After four flights in January 1950, the aircraft was grounded for landing gear checks and general inspection. It flew again in March, bettering its own duration record with a flight of 40 minutes on 22 March. Flight 100 was made on 6 April, with Captain Sarrail at the controls, at an altitude of 2,000 m – 4,000 m.
The aircraft was used for familiarization flights by foreign pilots that spring then was flown in an airshow at the Orly airport in June.
One of the foreign pilots who flew the Triton 04 had been a Belgian and on 24 June, the Triton 04 was flown to Brussels where it was demonstrated to Belgian officials on 25 June then returned the next day to Brétigny.
The aircraft spent the following months in lay-up. It flew again on 10 October 1950 (Flight 127) with Lt Sarrail at the controls. On 3 November, the aircraft was taken to Orleans-Bricy on Flight 129 while airstrip expansion work was taking place at Brétigny. This was to be the aircraft’s last flight. After landing, extensive engine and hydraulic system damages were discovered and these were enough to ground the aircraft permanently.
Weight empty: 3,437 kg
Weight loaded: 4,359 kg
This aircraft had been slated to mount a Derwent, but was fitted with a Nene 104. It was the first Triton to be equipped with an ejection seat (designed by Heinkel).
Equipped with lateral intakes aft of the cabin, this aircraft first flew on 23 May 1949, achieving a level run at 1,800 m and 420 kmph. During its Flight 8 on 21 July 1949, with Rastel and Pistrak in the cockpit, Rastel lost contact with the control tower in a low cloud base at 2,000-3,000 m during the return trip to Bricy. Disoriented and derailed because of strong winds, fuel ran out and Rastel initiated an emergency landing on a green field. Touchdown and initial roll proved successful, but the Triton crossed over a ditch at 50 kmph, lost its balance and tripped heavily on one side, sustaining damage which was uneconomical to repair. Triton 05 was written off after 2 hr 45 min of flying time.

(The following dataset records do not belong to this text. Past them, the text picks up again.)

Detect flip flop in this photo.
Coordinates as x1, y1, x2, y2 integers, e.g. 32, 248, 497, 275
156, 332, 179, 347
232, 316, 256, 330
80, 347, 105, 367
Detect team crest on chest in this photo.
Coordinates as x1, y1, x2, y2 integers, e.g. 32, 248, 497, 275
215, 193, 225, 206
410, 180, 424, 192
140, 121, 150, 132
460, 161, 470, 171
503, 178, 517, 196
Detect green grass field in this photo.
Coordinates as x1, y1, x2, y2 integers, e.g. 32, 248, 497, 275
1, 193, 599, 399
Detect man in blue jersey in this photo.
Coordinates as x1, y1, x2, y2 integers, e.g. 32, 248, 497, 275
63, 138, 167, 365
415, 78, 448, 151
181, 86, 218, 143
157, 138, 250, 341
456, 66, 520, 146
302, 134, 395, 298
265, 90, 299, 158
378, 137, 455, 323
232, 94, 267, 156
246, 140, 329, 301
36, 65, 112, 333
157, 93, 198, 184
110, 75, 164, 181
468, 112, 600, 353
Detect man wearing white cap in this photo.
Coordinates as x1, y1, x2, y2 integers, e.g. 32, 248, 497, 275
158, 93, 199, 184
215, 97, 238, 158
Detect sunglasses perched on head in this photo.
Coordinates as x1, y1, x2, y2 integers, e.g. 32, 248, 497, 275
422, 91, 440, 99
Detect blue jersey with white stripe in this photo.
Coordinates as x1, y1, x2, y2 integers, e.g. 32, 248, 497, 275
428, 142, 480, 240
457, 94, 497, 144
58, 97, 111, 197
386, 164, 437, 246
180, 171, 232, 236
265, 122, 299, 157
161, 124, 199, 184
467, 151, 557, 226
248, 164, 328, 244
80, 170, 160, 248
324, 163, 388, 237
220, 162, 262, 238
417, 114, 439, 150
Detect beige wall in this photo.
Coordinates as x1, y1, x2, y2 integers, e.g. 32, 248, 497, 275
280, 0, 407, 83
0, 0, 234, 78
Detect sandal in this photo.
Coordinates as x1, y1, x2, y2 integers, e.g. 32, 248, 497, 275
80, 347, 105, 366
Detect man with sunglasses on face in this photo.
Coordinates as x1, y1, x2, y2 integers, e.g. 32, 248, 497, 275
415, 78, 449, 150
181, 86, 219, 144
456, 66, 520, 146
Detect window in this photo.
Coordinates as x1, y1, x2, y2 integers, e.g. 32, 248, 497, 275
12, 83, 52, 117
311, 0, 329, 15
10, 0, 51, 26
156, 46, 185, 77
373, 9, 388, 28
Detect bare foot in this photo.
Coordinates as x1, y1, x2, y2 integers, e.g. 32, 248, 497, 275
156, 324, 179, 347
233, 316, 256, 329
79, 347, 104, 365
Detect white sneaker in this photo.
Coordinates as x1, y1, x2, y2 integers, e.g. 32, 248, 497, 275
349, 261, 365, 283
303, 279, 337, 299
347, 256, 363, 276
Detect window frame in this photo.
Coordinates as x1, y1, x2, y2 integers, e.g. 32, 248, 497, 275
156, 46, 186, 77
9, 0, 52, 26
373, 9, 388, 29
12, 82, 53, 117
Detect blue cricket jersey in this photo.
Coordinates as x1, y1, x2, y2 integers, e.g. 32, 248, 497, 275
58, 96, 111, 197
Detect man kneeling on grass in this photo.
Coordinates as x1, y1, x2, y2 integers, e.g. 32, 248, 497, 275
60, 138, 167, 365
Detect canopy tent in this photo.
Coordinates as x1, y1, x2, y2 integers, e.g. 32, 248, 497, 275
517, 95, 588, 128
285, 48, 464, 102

There was a time when the French Air Force considered the acquisition of 50 Tritons, designated SO-6005, as trainers. Switzerland, Argentina and several nations evinced interest in purchasing for their flying schools these aircraft, which were never built, and which were designed with wing tip fuel tanks.
The Triton, understandably, was overtaken by aeronautical progress, and the project was officially terminated on 12 December 1950, the total cost being 470 million francs. However the Triton was a stepping stone in the road to greatness. Almost two decades after designing the Triton, Lucien Servanty began his drawings of the Concorde. The rest is history.